Few resorts in the world are as committed to the swimming pool view as Banyan Tree Seychelles. Each of its 60 villas has at least one private pool with ocean views, while six DoublePool Villas have—as the name suggests—two pools each. And yet, in front of the terraced veranda of the main hotel, above its powdery sand beach, is yet another pool, bigger than the others—taking up the most valuable real estate on the property. A raised-level infinity structure with a narrow point jutting out above the beach, the pool looks like it's floating on the sea, with palms drooping over its sides and waves crashing on huge granite boulders below it. All of which has the desired effect.
"People are mesmerized by it," says Reinhold Johann, former general manager at the resort. "Guests swim to the edge overlooking the ocean and they fall totally still, as if in a trance. The tranquility of the view and the still of the pool water has a stunning, meditative effect."
Not all of the greatest swimming pool views are on islands or at beach hotels however. Urban hotelier André Balazs, whose Standard hotels in Los Angeles and Miami are loved by the stars, is the king of the city hotel rooftop pool—best enjoyed with a cocktail in hand. His first Standard Hotel, on Sunset Boulevard, immediately rivaled Ian Schrager’s adjacent Mondrian Hotel for rooftop-pool glamour, but the 12th-floor pool of his Standard Downtown L.A., with its views of skyscrapers, crowded city streets, and even the Hollywood sign in the distance, beats both for sheer urban drama.

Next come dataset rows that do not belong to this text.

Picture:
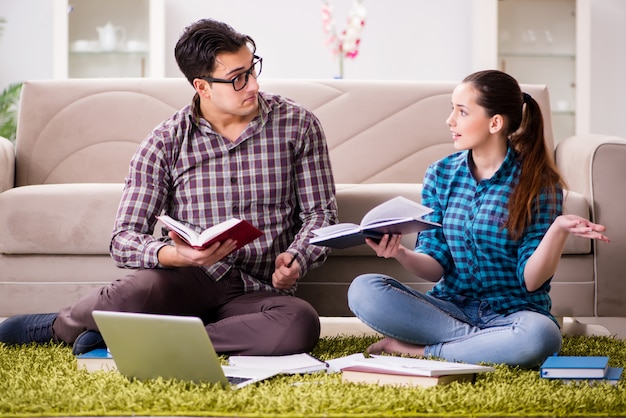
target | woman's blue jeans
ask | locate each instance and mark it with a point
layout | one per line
(472, 333)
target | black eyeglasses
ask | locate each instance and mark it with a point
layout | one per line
(241, 80)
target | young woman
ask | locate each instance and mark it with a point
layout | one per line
(499, 200)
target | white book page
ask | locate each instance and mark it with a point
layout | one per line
(292, 363)
(217, 229)
(337, 228)
(397, 208)
(421, 367)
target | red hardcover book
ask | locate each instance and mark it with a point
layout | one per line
(238, 229)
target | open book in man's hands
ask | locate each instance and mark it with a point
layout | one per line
(240, 230)
(395, 216)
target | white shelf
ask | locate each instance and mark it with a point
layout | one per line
(83, 50)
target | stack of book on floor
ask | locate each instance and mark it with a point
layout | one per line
(593, 369)
(405, 371)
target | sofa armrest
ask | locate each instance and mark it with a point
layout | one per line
(595, 166)
(7, 164)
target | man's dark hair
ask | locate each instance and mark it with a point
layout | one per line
(202, 41)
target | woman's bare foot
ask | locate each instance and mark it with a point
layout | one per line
(392, 346)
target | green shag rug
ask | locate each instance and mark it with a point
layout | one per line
(44, 381)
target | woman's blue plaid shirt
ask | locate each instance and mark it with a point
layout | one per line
(480, 261)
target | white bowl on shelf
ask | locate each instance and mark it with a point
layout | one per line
(136, 45)
(84, 45)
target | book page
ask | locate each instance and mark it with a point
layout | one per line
(217, 229)
(397, 208)
(337, 228)
(291, 363)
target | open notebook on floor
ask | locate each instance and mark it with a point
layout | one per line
(146, 346)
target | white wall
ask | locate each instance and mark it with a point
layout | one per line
(402, 39)
(608, 67)
(26, 44)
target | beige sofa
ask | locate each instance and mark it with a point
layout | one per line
(60, 187)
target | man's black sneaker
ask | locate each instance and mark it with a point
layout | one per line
(25, 329)
(87, 341)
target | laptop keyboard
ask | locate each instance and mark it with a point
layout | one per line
(235, 380)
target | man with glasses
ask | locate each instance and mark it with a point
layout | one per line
(233, 152)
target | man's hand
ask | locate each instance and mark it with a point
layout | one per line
(285, 276)
(182, 254)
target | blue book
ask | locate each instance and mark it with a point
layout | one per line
(98, 359)
(613, 376)
(575, 367)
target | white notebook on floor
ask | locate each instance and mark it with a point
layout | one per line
(147, 346)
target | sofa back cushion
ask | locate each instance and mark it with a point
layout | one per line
(85, 131)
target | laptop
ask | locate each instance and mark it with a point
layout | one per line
(148, 346)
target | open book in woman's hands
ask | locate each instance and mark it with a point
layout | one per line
(395, 216)
(238, 229)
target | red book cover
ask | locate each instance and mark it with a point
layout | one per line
(238, 229)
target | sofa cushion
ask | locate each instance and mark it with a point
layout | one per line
(58, 218)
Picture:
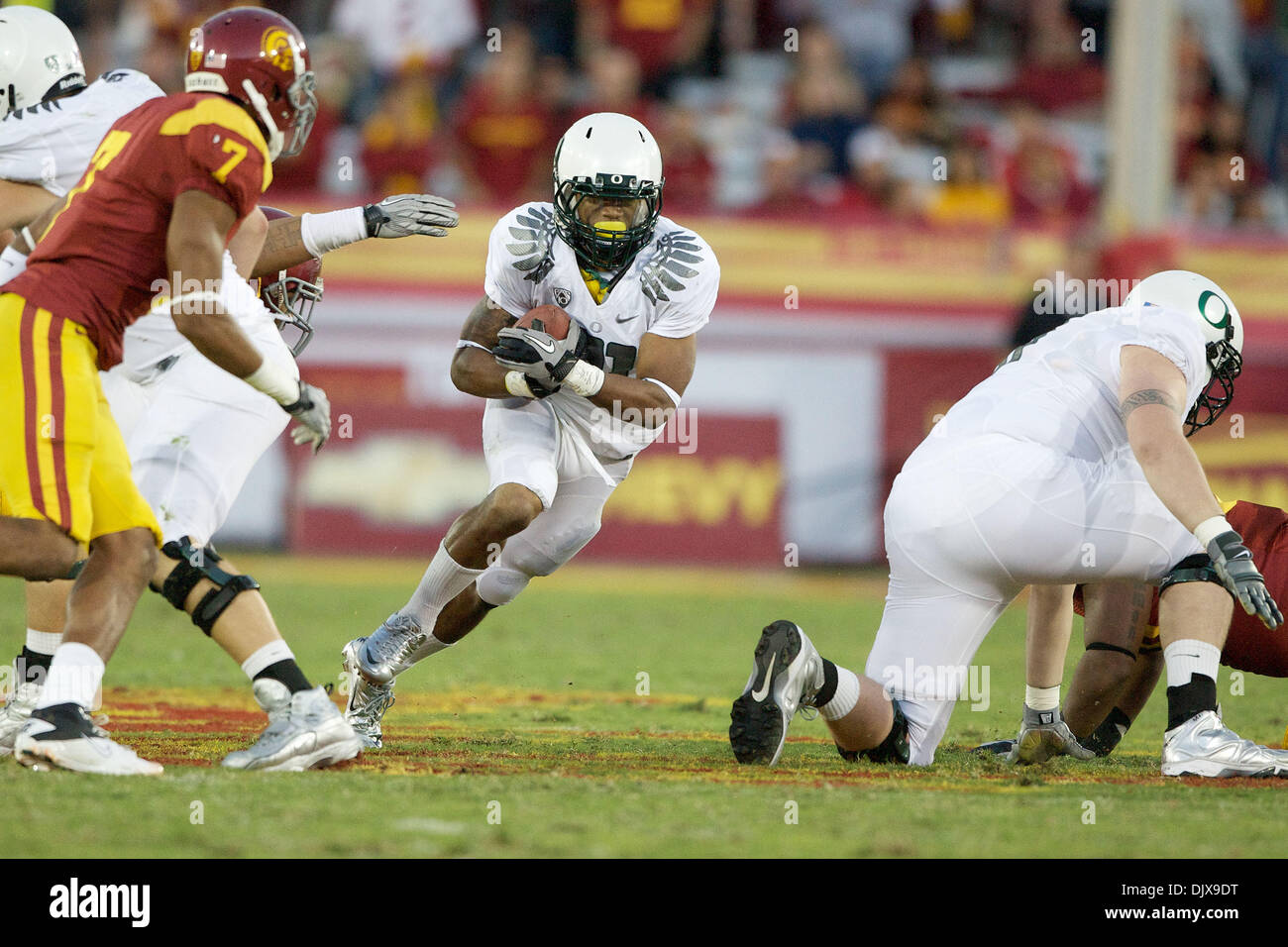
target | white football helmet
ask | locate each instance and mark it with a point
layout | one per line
(1212, 309)
(608, 157)
(39, 58)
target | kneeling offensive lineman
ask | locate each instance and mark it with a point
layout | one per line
(555, 431)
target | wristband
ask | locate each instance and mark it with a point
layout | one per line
(585, 379)
(670, 392)
(188, 303)
(516, 384)
(326, 232)
(274, 381)
(1210, 528)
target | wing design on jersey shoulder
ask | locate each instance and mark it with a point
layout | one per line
(31, 110)
(665, 268)
(535, 237)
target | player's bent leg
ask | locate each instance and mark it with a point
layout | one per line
(1194, 615)
(59, 733)
(786, 674)
(305, 729)
(47, 605)
(103, 596)
(473, 541)
(35, 549)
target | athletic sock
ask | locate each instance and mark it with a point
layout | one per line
(1109, 733)
(828, 690)
(75, 677)
(33, 665)
(1189, 699)
(270, 654)
(432, 646)
(844, 697)
(44, 642)
(288, 673)
(1042, 697)
(1190, 656)
(443, 579)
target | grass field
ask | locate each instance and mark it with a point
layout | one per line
(533, 738)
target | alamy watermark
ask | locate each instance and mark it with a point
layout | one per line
(1065, 295)
(622, 423)
(944, 682)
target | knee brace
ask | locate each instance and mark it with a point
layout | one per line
(501, 583)
(185, 575)
(893, 749)
(1192, 569)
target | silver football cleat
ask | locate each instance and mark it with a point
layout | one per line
(1205, 746)
(305, 731)
(786, 674)
(64, 737)
(16, 712)
(1043, 735)
(390, 648)
(368, 702)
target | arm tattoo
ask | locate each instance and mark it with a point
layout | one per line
(1147, 395)
(484, 321)
(283, 234)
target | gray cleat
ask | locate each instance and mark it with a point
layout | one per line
(786, 674)
(368, 703)
(1205, 746)
(305, 731)
(1043, 735)
(16, 712)
(390, 648)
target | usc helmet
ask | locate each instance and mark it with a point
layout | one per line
(608, 157)
(1214, 312)
(258, 58)
(292, 294)
(39, 58)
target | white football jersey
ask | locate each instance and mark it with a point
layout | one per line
(153, 343)
(51, 145)
(1061, 389)
(669, 290)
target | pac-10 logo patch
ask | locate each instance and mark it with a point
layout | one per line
(278, 48)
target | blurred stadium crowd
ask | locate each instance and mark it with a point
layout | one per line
(943, 111)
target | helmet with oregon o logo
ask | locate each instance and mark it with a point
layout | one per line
(39, 58)
(610, 158)
(1223, 330)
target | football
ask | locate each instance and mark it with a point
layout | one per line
(546, 318)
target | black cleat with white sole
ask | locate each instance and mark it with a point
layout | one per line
(786, 674)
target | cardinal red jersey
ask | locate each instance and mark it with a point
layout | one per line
(101, 261)
(1250, 646)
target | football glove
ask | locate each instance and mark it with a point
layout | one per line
(540, 356)
(404, 215)
(1234, 566)
(313, 411)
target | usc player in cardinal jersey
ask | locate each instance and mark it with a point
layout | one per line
(163, 192)
(1124, 656)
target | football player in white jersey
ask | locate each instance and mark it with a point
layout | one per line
(192, 434)
(565, 419)
(53, 120)
(1068, 464)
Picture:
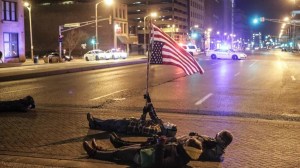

That said, Balazs would probably acknowledge that another urban hotel pool has a more spectacular cityscape, if a less throbbing social scene: that of the Park Hyatt, Tokyo. Located on the 47th floor of the second tower of the glass-and-steel hotel, it’s set in a double-height glass atrium with floor-to-ceiling windows, allowing you to look out on Tokyo below, and even Mount Fuji on the horizon. At night, when the pool is lit a luminous blue and the city glitters below, you feel like you’re on the set of Blade Runner. Except, of course, you're in a bathrobe, fresh from a massage in the spa.